Since the CCD program was launched, 74 residents have earned certificates or degrees.
Hemming is working toward replicating Warren Village elsewhere in Denver.
“For me it’s really about the demographics and the need,” Hemming said. “Denver’s doing a great. But not everybody’s doing great.”
Stagnating wages and increasing housing prices are adding to the pressure on low- and moderate-income families. Residents are asked to start looking for permanent homes within a few months of their arrival at Warren Village, and they are faced with long waiting lists for subsidized and income-restricted homes, Hemming said. The average stay at Warren Village is just under two years.
Hemmings hopes to build a new Warren Village with slightly more than the 92 apartments in the current building. But he said finding a plot big enough that is also affordable will be a challenge.
“We might have to do 60 units,” he said. “Land in Denver is insanely expensive.”
He has ruled out selling the existing Warren Village building to raise funds to expand, though he said, “I literally get a call twice a month to buy the property.”
“We’re staying,” he said. “Right now the goal is to add.”
He has a developer partner with expertise in financing affordable housing looking at the possibility of a church donating land or offering it in trust. The Warren Village team also is looking in Denver’s suburbs, where land is cheaper, for a plot.
Hemming said it could be 18 months to a year before he can break ground on a second Warren Village.
The homelessness nonprofit St. Francis Center plans to expand the employment center it’s run in Warren Church next door for a decade. Cheesman Park locals aren’t all on board.

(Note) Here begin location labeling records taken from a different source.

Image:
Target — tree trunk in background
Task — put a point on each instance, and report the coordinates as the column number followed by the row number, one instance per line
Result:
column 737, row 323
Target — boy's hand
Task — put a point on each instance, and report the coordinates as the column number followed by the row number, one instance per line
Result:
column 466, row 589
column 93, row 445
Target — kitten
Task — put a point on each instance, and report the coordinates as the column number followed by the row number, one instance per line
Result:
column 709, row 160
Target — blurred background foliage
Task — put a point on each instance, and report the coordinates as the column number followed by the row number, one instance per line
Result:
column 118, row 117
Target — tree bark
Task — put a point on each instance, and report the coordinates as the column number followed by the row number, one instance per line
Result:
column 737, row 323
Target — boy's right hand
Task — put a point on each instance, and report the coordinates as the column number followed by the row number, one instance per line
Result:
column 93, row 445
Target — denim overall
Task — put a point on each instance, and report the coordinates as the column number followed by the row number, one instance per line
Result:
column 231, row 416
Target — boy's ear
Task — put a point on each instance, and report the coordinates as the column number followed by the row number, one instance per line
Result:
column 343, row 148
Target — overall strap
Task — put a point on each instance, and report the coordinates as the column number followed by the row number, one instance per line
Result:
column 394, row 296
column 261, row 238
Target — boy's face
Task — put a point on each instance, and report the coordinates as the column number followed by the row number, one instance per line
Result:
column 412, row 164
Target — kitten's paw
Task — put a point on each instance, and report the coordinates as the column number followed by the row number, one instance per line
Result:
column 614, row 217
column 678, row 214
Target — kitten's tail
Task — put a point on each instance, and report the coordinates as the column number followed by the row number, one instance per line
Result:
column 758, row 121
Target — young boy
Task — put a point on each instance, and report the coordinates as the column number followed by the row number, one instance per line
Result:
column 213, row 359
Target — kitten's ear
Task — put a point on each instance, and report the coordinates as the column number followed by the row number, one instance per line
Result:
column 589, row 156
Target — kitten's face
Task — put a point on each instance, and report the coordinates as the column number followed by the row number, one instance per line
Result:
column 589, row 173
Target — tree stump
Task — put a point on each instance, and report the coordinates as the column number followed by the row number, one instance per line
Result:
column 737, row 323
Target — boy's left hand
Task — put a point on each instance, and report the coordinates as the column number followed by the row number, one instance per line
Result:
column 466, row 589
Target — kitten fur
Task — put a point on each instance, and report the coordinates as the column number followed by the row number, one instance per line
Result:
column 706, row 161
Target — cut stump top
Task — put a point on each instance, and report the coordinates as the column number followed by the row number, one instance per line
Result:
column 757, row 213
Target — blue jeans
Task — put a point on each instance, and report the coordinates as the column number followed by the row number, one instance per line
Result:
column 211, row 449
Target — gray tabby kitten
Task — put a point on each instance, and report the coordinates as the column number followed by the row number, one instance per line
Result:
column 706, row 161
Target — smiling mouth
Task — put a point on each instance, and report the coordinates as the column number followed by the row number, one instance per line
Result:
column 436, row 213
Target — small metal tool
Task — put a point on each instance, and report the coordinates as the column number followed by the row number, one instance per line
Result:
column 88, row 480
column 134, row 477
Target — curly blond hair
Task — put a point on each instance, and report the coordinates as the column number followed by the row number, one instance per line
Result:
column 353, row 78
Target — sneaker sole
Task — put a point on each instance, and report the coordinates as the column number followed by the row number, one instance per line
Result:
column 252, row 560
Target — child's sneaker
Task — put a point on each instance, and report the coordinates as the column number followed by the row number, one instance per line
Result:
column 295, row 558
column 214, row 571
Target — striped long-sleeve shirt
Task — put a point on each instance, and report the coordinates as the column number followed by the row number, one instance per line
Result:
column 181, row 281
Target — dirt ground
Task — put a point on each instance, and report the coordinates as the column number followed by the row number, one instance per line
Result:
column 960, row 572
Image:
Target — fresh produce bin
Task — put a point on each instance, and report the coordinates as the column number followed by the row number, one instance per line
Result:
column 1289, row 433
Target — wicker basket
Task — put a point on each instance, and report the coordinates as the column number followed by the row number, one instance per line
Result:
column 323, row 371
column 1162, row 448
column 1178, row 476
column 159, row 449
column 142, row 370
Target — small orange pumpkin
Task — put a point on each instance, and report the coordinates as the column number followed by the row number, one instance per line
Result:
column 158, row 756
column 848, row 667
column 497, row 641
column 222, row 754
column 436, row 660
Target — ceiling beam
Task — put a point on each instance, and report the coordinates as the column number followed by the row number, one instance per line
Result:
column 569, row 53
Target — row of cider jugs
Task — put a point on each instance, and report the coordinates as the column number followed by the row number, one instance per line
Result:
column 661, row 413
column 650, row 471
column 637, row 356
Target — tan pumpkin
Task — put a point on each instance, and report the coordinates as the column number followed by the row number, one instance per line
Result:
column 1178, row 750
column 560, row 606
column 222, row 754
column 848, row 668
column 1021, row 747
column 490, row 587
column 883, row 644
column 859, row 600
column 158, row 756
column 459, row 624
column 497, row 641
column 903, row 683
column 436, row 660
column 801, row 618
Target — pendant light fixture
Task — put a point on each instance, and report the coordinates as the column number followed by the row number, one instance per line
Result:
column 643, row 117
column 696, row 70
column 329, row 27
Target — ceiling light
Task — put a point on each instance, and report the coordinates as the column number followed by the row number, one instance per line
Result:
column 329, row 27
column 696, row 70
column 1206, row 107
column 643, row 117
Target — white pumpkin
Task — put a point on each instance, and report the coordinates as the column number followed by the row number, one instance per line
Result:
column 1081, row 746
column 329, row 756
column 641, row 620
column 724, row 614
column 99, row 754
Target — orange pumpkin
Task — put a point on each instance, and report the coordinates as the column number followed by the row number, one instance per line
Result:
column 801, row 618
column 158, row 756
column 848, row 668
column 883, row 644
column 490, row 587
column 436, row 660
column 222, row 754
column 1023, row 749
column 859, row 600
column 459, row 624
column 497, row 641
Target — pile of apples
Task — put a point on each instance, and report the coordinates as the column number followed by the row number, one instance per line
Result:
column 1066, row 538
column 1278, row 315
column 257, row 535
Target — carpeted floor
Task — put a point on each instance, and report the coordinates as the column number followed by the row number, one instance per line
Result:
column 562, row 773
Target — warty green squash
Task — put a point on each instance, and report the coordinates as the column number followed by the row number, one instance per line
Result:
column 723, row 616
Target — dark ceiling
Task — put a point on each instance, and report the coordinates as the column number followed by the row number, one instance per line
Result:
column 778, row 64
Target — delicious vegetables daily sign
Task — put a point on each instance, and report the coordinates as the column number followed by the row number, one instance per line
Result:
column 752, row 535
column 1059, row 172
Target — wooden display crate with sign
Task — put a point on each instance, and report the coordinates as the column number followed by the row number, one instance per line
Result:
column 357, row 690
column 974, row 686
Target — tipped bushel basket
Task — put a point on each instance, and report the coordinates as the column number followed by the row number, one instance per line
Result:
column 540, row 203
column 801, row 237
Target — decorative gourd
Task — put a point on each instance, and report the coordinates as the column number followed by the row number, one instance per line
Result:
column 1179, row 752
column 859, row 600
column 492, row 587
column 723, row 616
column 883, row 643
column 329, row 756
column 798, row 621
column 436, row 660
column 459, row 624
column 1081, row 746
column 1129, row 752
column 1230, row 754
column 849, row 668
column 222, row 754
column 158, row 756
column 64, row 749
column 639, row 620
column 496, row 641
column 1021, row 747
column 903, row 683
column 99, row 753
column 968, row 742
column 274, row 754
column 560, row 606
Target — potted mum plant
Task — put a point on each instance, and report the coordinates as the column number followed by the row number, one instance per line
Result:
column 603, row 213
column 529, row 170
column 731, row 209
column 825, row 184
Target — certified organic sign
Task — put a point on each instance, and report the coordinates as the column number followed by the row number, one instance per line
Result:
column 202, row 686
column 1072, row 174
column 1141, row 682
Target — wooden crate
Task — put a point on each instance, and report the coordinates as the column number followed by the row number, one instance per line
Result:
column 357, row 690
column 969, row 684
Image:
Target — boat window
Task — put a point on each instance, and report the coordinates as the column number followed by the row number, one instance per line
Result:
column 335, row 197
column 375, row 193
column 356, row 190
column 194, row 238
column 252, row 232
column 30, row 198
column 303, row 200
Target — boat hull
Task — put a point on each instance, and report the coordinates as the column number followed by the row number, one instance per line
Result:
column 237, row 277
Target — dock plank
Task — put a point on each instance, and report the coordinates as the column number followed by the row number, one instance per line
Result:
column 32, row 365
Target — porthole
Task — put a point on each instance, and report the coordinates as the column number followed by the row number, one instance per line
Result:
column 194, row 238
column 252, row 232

The St. Francis plan is to build boarding-house style rooms inside the church, which was closed as a church by the Rocky Mountain Conference of the United Methodist Church in 2014 after 113 years.
The idea was born a few months ago when the Methodist conference approached St. Francis to see if the organization had any ideas for the church, said Tom Luehrs, the nonprofit’s executive director.
Like Myron Waddell decades ago, Luehrs sees the connection between housing, work and helping people take charge of their lives.
“People will be in the program because they’re really trying to put their lives back together,” Luehrs said of the men he expects to move into 42 rooms at Warren Church in early 2021.
“They have the desire, obviously, or they wouldn’t be trying to work,” he said. “And they need the housing to make it all work.”
The residents will share bathrooms and community spaces.
The plan has raised concerns in Cheesman Park. Mark Waddell, stressing that he was speaking not in his capacity as a Warren Village board member but as someone who lived nearby, said he worried about security.
Luehrs heard such concerns as well as support for the idea at a recent community meeting that drew about 100 people. Luehrs said residents of Warren Church would have case managers, a front desk would be staffed 24-7 and St. Francis officials would always be available to neighbors.
Luehrs does not need to seek new zoning parameters to move ahead with his plans. He is, though, working on a good neighbor agreement to address neighborhood concerns.
Echoing Warren Village’s Hemming, Luehrs said service providers want to expand to meet a growing need. He added new funds earmarked for housing by state legislatures this past session and by Denver city officials in recent years give him hope.
“It certainly is an important time in our community,” he said.